Displaying sorted results of a web crawl

Question 1

The issue I have with this class is that most of the methods are almost the same. I would like for this code to be more pythonic.

Note: I plan on replacing all the for loop constructs with list comprehensions.

class Sorter(BaseCrawler):
 def __init__(self, base_dir):
 self.base_dir = base_dir
 def by_size(self, *options):
 '''
 Sort files by size
 '''
 file_list = []
 for fn in self.files(*options):
 file_list.append((fn, float(os.path.getsize(fn))))
 file_list.sort(key=lambda fn: fn[1])
 return file_list 
 def by_mtime(self, *options):
 '''
 Sort files by modified time.
 '''
 file_list = []
 for fn in self.files(*options):
 file_list.append((fn, os.path.getmtime(fn)))
 file_list.sort(key=lambda fn: fn[1])
 return file_list 
 def by_ctime(self, *options):
 '''
 Sort files by creation time.
 '''
 file_list = []
 for fn in self.files(*options):
 file_list.append((fn, os.path.getctime(fn)))
 file_list.sort(key=lambda fn: fn[1])
 return file_list 
 def by_atime(self, *options):
 '''
 Sort files by access time.
 '''
 file_list = []
 for fn in self.files(*options):
 file_list.append((fn, os.path.getatime(fn)))
 file_list.sort(key=lambda fn: fn[1])
 return file_list 
 def last_modified(self):
 '''
 Return the last modified file.
 '''
 return self.by_mtime()[0] 
 def last_accessed(self):
 '''
 Return the last accessed file.
 '''
 return self.by_atime()[0] 
 def last_created(self):
 '''
 Return the last created file.
 '''
 return self.by_ctime()[0]
 def average_fsize(self):
 '''
 Return the average file size.
 '''
 sizes = []
 for name, size in c.by_size():
 sizes.append(size)
 return sum(sizes) / len(sizes)
 def above_avg_size(self, times):
 '''
 Yield files that have an above average file size.
 '''
 avg = self.average_fsize()
 for f, s in c.by_size():
 if s > avg * times:
 yield f, s

Question 2

Removing duplication is a very worthy goal. Just "factor out" the feature-extraction functions ("f-e-f"s):

import operator
class Sorter(BaseCrawler):
 def __init__(self, base_dir):
 self.base_dir = base_dir
 def _sort(self, fef, *options):
 file_list = [(fn, fef(fn)) for fn in self.files(*options)]
 return sorted(file_list, key=operator.itemgetter(1))
 def by_size(self, *options):
 def fef(fn): return float(os.path.getsize(fn))
 return self._sort(fef, *options)
 def by_mtime(self, *options):
 return self._sort(os.path.getmtime, *options)

etc, etc.

Not sure why by_size needs that float rather than the natural int returned by os.path.getsize (I'd rather do the float cast, if needed, downstream), but I've kept that dubious choice to show how best to deal with a f-e-f that's not already a plain existing function (hint: not with a lambda:-).

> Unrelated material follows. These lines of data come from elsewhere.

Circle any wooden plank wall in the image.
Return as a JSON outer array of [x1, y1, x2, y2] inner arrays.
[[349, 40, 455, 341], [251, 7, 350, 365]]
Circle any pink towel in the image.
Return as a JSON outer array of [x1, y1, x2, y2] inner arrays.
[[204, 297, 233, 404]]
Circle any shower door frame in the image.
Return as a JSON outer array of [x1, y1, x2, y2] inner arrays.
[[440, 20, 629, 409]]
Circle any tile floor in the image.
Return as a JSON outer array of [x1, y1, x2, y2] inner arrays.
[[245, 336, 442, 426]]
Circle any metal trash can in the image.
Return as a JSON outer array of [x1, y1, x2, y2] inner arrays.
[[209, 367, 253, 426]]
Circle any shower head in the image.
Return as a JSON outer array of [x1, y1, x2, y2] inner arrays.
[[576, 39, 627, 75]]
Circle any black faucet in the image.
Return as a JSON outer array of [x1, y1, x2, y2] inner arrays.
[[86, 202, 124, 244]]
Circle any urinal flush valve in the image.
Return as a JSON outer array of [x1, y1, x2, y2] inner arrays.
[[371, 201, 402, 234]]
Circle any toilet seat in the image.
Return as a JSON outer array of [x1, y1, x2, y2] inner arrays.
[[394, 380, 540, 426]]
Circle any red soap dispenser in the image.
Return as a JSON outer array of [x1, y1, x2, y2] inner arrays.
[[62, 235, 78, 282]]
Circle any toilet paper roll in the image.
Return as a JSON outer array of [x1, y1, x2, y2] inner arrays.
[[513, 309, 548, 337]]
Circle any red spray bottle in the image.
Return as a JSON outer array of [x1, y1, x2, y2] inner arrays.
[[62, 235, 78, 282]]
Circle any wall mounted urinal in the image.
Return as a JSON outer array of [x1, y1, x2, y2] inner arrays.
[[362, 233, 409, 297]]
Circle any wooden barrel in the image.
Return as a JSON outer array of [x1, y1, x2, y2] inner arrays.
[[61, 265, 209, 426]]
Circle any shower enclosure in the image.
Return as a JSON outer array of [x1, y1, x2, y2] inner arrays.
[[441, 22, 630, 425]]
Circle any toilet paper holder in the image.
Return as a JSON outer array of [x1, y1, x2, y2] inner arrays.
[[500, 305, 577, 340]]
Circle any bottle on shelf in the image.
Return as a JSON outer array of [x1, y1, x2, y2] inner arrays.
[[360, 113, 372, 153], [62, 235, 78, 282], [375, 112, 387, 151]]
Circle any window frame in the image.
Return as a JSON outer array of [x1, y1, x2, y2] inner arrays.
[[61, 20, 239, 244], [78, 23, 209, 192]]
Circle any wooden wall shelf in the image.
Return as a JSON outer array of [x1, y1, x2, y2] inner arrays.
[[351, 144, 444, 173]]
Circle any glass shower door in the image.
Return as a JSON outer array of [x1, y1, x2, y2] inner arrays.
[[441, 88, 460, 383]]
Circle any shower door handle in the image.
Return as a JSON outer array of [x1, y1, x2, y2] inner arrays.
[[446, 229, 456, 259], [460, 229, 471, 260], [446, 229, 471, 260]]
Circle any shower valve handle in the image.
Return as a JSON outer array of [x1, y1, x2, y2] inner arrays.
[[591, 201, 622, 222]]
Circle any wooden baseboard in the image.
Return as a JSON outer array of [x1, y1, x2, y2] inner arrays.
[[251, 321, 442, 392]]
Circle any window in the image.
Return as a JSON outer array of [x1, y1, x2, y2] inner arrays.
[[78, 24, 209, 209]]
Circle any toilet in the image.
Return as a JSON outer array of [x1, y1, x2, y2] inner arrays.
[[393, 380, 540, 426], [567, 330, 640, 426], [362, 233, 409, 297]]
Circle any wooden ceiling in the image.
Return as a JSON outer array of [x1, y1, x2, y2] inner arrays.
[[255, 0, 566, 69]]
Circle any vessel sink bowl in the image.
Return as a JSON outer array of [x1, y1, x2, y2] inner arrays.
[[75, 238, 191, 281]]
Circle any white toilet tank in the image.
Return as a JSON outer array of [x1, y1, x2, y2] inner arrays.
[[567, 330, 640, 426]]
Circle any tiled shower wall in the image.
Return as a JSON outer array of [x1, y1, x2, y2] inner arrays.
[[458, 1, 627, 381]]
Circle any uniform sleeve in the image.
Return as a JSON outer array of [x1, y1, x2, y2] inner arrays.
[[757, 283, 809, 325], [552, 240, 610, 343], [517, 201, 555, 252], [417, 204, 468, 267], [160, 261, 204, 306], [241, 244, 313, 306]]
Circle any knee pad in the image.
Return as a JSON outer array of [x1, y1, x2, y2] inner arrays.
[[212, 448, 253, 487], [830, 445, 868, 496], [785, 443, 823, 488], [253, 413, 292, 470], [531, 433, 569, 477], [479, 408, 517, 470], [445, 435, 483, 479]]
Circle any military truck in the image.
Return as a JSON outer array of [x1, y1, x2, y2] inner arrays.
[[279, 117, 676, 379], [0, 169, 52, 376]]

Other improvements are feasible which don't deal with duplication but with efficiency. For example, consider:

def last_modified(self):
 '''
 Return the last modified file.
 '''
 return self.by_mtime()[0]

this does a lot of work (list building and sorting) that it doesn't need to do (and actually does not meet its name and docstring: it returns the file modified earliest, because the sort in by_mtime is in ascending order). How much simpler to do...:

def last_modified(self):
 '''
 Return the last modified file.
 '''
 return max(self.files(), key=os.path.getmtime)

(this one fixes the bug; to maintain the bug, use min in lieu of max).

Question 3

Since functions are objects too, you can create a mapping to use and replace the by_ functions all with one function.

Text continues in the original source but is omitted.